Peyton, Sydney’s charismatic older brother, has always been the star of the family, receiving the lion’s share of their parents’ attention and—lately—concern. When Peyton’s increasingly reckless behavior culminates in an accident, a drunk driving conviction, and a jail sentence, Sydney is cast adrift, searching for her place in the family and the world. When everyone else is so worried about Peyton, is she the only one concerned about the victim of the accident?
Enter the Chathams, a warm, chaotic family who run a pizza parlor, play bluegrass on weekends, and pitch in to care for their mother, who has multiple sclerosis. Here Sydney experiences unquestioning acceptance. And here she meets Mac, gentle, watchful, and protective, who makes Sydney feel seen, really seen, for the first time.
Sarah Dessen is an author that has stuck by me for years, and was one of the first authors to introduce me to YA. Because of this, diving into Saint Anything was like wrapping myself in a warm blanket. It was soothing to be in a world I knew so well, however predictable. I can liken Dessen to Disney movies for me, I know the pace and character profiles so well, yet her books are different enough to keep me on my toes. I was skeptical to go back into her stories having not read them since I was in my mid-teens myself, but I still thoroughly enjoyed this one as a 20 year old woman.
There was a sharpness and emotion to Saint Anything that threw me slightly, and I felt a deeper connection to Sydney than I ever expected. Dessen manages to write emotionally relatable characters so well, and I found myself even sympathising with Sydney’s brother Peyton, which surprised me as he had such a bad past.
“It was fluid and easy, like everything had been since we’d met,”
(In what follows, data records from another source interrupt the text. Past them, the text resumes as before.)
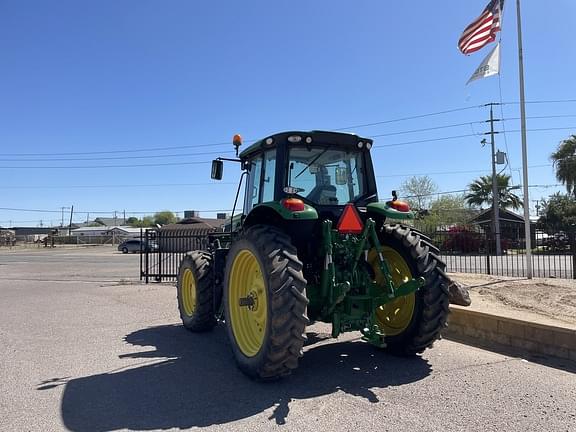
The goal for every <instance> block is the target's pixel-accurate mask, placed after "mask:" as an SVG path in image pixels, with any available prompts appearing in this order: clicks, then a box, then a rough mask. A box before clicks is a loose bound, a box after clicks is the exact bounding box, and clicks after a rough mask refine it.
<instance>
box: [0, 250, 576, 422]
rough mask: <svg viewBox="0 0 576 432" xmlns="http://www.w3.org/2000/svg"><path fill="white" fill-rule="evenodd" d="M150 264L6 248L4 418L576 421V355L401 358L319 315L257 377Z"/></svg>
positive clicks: (0, 391)
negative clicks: (277, 364) (178, 308)
mask: <svg viewBox="0 0 576 432" xmlns="http://www.w3.org/2000/svg"><path fill="white" fill-rule="evenodd" d="M137 275H138V256H137V255H122V254H120V253H118V252H116V251H114V250H113V249H112V248H110V247H100V248H94V249H90V248H85V249H77V250H74V249H55V250H43V249H41V250H31V251H11V252H10V251H6V250H0V304H1V306H2V313H1V314H0V346H2V350H1V351H0V412H1V413H2V415H0V430H2V431H24V430H25V431H60V430H71V431H116V430H179V429H187V428H193V427H202V428H207V429H208V430H221V431H230V430H238V431H270V430H286V431H292V430H294V431H307V430H314V431H323V430H326V431H328V430H330V431H350V430H367V431H369V430H378V431H388V430H390V431H392V430H394V431H396V430H407V431H438V430H443V431H502V430H506V431H542V430H545V431H575V430H576V374H575V373H574V370H575V369H574V365H573V364H562V363H557V362H555V361H553V360H550V359H545V358H540V359H534V360H536V362H535V361H532V360H530V361H527V360H524V359H520V358H515V357H510V356H506V355H501V354H497V353H493V352H489V351H484V350H481V349H478V348H474V347H470V346H467V345H462V344H459V343H455V342H451V341H448V340H442V341H440V342H439V343H437V344H436V346H435V347H434V348H433V349H431V350H428V351H427V352H426V353H425V354H424V355H423V356H422V357H416V358H411V359H401V358H397V357H392V356H388V355H385V354H383V353H381V352H378V351H377V350H376V349H374V348H372V347H370V346H368V345H367V344H365V343H363V342H362V341H360V340H359V339H358V334H356V333H354V334H349V335H346V336H344V337H341V338H339V339H338V340H336V341H334V340H332V339H330V338H328V336H327V333H328V331H329V329H328V328H327V326H325V325H315V326H312V327H310V328H309V343H308V345H307V346H306V353H305V355H304V358H303V359H302V361H301V364H300V367H299V369H298V370H297V371H296V372H295V373H294V375H293V376H291V377H290V378H288V379H286V380H283V381H280V382H277V383H268V384H261V383H255V382H252V381H250V380H248V379H247V378H246V377H244V376H243V375H242V374H241V373H240V372H239V371H238V370H237V369H236V367H235V364H234V361H233V358H232V354H231V351H230V349H229V347H228V341H227V337H226V333H225V331H224V330H225V329H224V328H223V327H222V326H219V327H217V328H216V330H215V331H213V332H210V333H207V334H192V333H189V332H187V331H186V330H184V329H183V328H182V327H181V326H180V325H179V318H178V312H177V308H176V295H175V288H174V287H172V286H170V285H166V284H150V285H142V284H140V283H139V281H138V280H137ZM545 364H547V365H545Z"/></svg>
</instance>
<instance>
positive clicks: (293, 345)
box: [224, 225, 309, 380]
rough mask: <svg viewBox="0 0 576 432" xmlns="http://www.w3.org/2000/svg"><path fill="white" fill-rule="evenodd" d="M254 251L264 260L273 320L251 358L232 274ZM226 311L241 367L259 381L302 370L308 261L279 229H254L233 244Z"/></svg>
mask: <svg viewBox="0 0 576 432" xmlns="http://www.w3.org/2000/svg"><path fill="white" fill-rule="evenodd" d="M246 250H247V251H249V252H250V253H251V254H252V255H253V256H254V257H255V258H256V260H257V261H258V265H259V267H260V271H261V273H262V276H263V279H264V285H265V289H266V293H267V300H266V303H267V306H268V308H267V322H266V327H265V330H264V338H263V341H262V344H261V346H260V348H259V350H258V352H257V353H256V354H255V355H253V356H251V357H249V356H247V355H245V354H244V353H243V352H242V351H241V348H240V347H239V345H238V342H237V341H236V337H235V335H234V330H233V324H232V321H231V317H230V313H231V312H230V296H231V294H230V291H231V288H230V276H231V271H232V268H233V265H234V261H235V258H236V257H237V256H238V254H239V253H240V252H242V251H246ZM224 305H225V306H224V311H225V315H226V327H227V329H228V336H229V338H230V342H231V345H232V351H233V352H234V356H235V358H236V361H237V364H238V366H239V368H240V369H241V370H242V371H243V372H244V373H245V374H246V375H248V376H250V377H251V378H254V379H258V380H274V379H277V378H280V377H283V376H286V375H289V374H290V373H291V371H292V370H293V369H295V368H296V367H297V366H298V358H299V357H301V356H302V347H303V345H304V342H305V341H306V336H305V329H306V325H307V324H308V323H309V320H308V317H307V316H306V307H307V305H308V299H307V297H306V279H304V276H303V274H302V263H301V262H300V260H299V259H298V255H297V251H296V248H295V247H294V246H293V245H292V243H291V241H290V238H289V237H288V236H287V235H286V234H285V233H283V232H282V231H280V230H278V229H277V228H275V227H272V226H267V225H255V226H252V227H249V228H248V229H247V230H246V231H245V232H244V233H243V234H241V236H240V237H239V238H238V239H237V240H236V241H235V242H234V243H233V244H232V246H231V248H230V251H229V253H228V256H227V259H226V273H225V278H224Z"/></svg>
Dessen seems to write with such a fluidity and effortlessness, I couldn’t help but find myself so absorbed in her writing. Towards the end of the book, I was reading up to 100 pages at a time, which thrilled me as I haven’t been reading as much recently! Dessen writing might not constantly be poetic, but some scenes made me just put the book down and smile, because they were just simply beautiful and really touched my heart.
The only small complaint I have is that Dessen can be quite predictable. I found this familiar and comforting but I can also see how it can get a little annoying having very similar characters across a vast number of books.
“as I stood on my tiptoes and finally, finally kissed him.”
Overall, if you’re looking for an easy but emotional read, this one is definitely it. I loved seeing Sydney grow as a character and adapt to the changes around her as she matured. This one brought tears to my eyes but also made me smile quietly to myself on so many occasions, because it was just simply lovely.